Wearable strain sensing skin with visual and stable structural color and electrical response for real-time monitoring

Abstract

Special animals in nature with structurally colored skin have the ability to alter their skin color in response to external stimuli through the processing of bioelectrical impulses. This natural adaptation serves as a sensory mechanism, achieved through an integrated and stretchable network that relays information. Herein, inspired by this remarkable phenomenon, the wearable strain sensing photonic-electric skin (PE-skin) was designed based on reduced graphene oxide(rGO)/polydimethylsiloxane (PDMS) black substrate adhered on SiO₂ photonic crystals/poly(ethylene glycol) phenyl ether acrylate (PEGPEA) films. The PE-skin contains a non-volatile and non-hygroscopic ionic liquid (IL), which enhances the sensitivity of the skin to electric stimuli.
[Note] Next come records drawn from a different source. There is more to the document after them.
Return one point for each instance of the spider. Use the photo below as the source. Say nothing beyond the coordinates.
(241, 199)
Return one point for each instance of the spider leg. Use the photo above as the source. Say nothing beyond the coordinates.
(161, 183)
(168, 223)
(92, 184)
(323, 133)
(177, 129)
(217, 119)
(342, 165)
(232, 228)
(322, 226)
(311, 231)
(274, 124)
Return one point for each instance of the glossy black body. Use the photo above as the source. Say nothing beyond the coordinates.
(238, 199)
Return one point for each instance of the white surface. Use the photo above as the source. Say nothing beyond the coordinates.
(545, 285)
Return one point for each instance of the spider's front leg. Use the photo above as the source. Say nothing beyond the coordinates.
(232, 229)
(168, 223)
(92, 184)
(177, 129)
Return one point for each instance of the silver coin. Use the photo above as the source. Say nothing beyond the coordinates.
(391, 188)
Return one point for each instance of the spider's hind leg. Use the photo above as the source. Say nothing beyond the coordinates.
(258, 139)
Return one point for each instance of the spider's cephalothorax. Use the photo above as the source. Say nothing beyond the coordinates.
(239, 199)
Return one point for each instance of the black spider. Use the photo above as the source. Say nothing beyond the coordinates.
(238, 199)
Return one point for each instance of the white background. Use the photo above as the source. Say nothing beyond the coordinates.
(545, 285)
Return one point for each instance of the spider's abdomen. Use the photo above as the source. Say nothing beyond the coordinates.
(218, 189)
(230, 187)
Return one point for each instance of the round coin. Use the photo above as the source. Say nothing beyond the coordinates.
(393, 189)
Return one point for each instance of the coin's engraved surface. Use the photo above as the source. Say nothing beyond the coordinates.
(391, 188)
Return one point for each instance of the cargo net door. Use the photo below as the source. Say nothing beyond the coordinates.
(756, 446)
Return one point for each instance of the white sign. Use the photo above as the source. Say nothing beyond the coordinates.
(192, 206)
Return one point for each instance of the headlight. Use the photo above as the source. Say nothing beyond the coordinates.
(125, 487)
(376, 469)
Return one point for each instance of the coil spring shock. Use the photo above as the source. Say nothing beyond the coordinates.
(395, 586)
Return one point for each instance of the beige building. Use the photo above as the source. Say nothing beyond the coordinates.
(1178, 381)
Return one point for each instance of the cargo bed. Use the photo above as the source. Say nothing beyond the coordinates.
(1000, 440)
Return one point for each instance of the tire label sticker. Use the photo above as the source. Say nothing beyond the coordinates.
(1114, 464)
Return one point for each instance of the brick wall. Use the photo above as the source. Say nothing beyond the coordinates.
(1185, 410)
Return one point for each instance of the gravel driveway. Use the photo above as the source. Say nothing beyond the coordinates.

By optimizing the IL content, a dual response of the optical and electrical signal to stress is achieved. Under the optical, mechanical, and electrical properties investigations, the PE-skin treated with 2 s IL performs high stretch and sensitivity. Specifically, it can output distinct mechanochromic sensitivity (Δλ/Δε) of approximately 2.4 nm%⁻¹ and a gauge factor (GF) of around 1, with a color difference of roughly 160 nm, which shows advanced visual interaction sensing capability. Finally, a novel device was developed to detect a small current based on STM32 chip. To effectively integrate the PE-skin color change with the electrical signal, a current oscilloscope was specifically designed to visualize the current variation in a waveform representation. It is well suited to continuously outputting intuitive color-switching signals and discernible resistance signal changes under tensile strain. Additionally, it effectively monitors joint movements to provide intuitive and accurate feedback signals.